Proper system architecture and design can reduce the need to operate an in-house web server.

  • For example, if the inventory level preparing on your web site needs to be closely monitored, you could use a permanent high speed data line to a web server housed by your ISP.
  • If a leased line is too expensive you might want to consider setting minimum stock levels and automatic re-order levels for your web site inventory based on historical demand trends for each product on your web site.

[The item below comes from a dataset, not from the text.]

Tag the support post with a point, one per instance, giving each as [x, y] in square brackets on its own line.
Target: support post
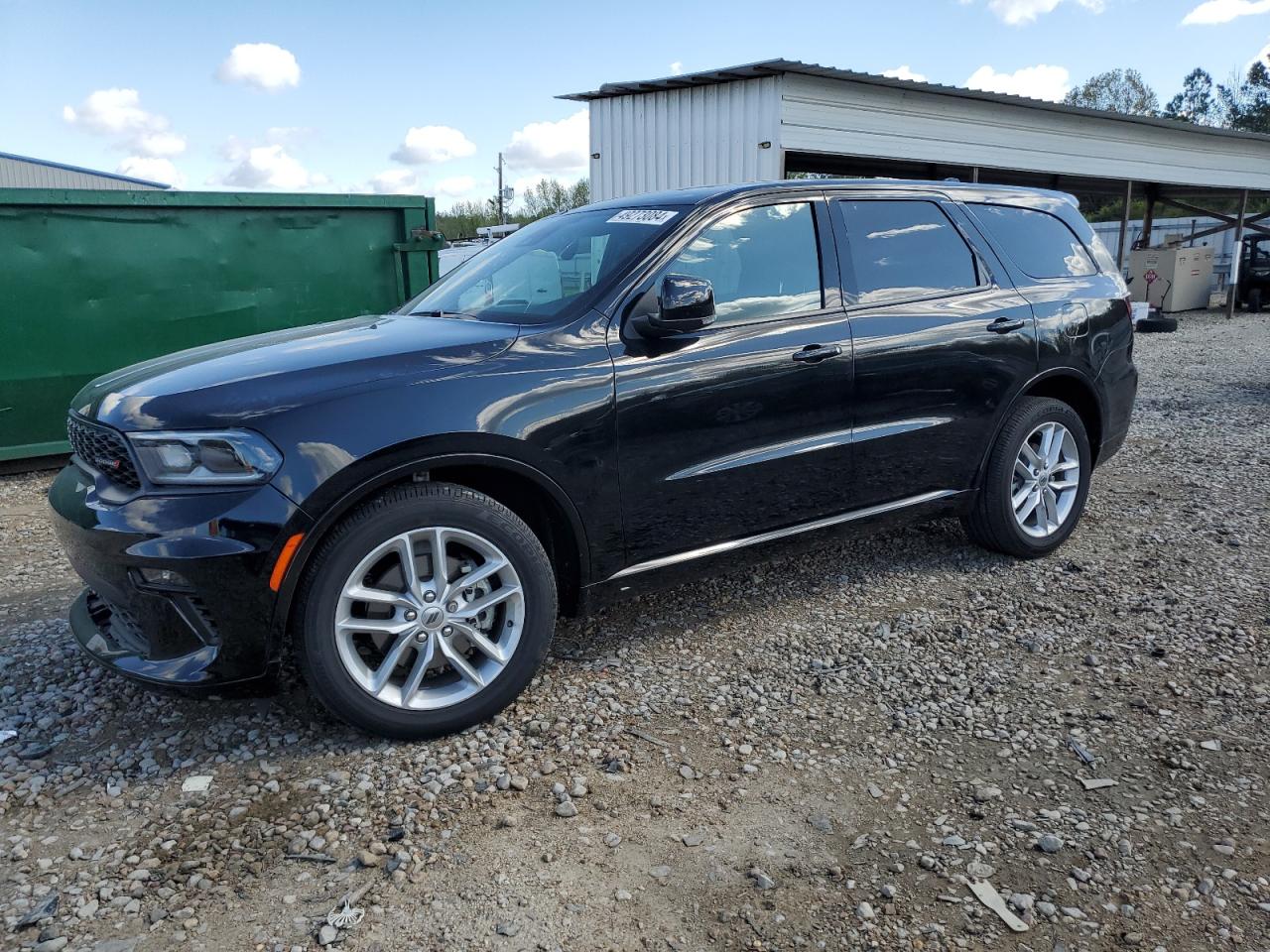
[1124, 225]
[1150, 217]
[1236, 255]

To summarise, there are many ways to provide a high level of "timeliness" for your web site - the best solution only becomes apparent once you establish criteria for your site. You ignore the issue of timeliness at your own peril - if you underestimate your needs, customers will complain about your service - if you overestimate your needs, you will be spending money you don't have to.

On-site Data Maintenance

In addition you also have the option of maintaining your site directly - i.e. you can build maintenance screens and reporting options into your web site. Security options normally prevent unauthorised access to maintenance and site reporting. 

Data maintenance via on-site tools is feasible for small volumes of data, but is normally not cost-effective once your site traffic grows - especially if you have a slow Internet connection.

  • Your team has to resort to cut and paste (a.k.a. "screen scraping") techniques to move large amounts of data.
  • If you do not have a fast connection to your web site, maintenance can be a very slow process.
  • The cost of developing web-based tools may be far higher than developing a custom in-house system

One valid option is to use PERL/PHP scripts to download large volumes of non-sensitive data and "cut and paste" sensitive relatively low volume data such as credit card numbers etc.

Once traffic grows the only realistic way to maintain your web site data is to set up your own in-house extranet server and access it directly via your internal network.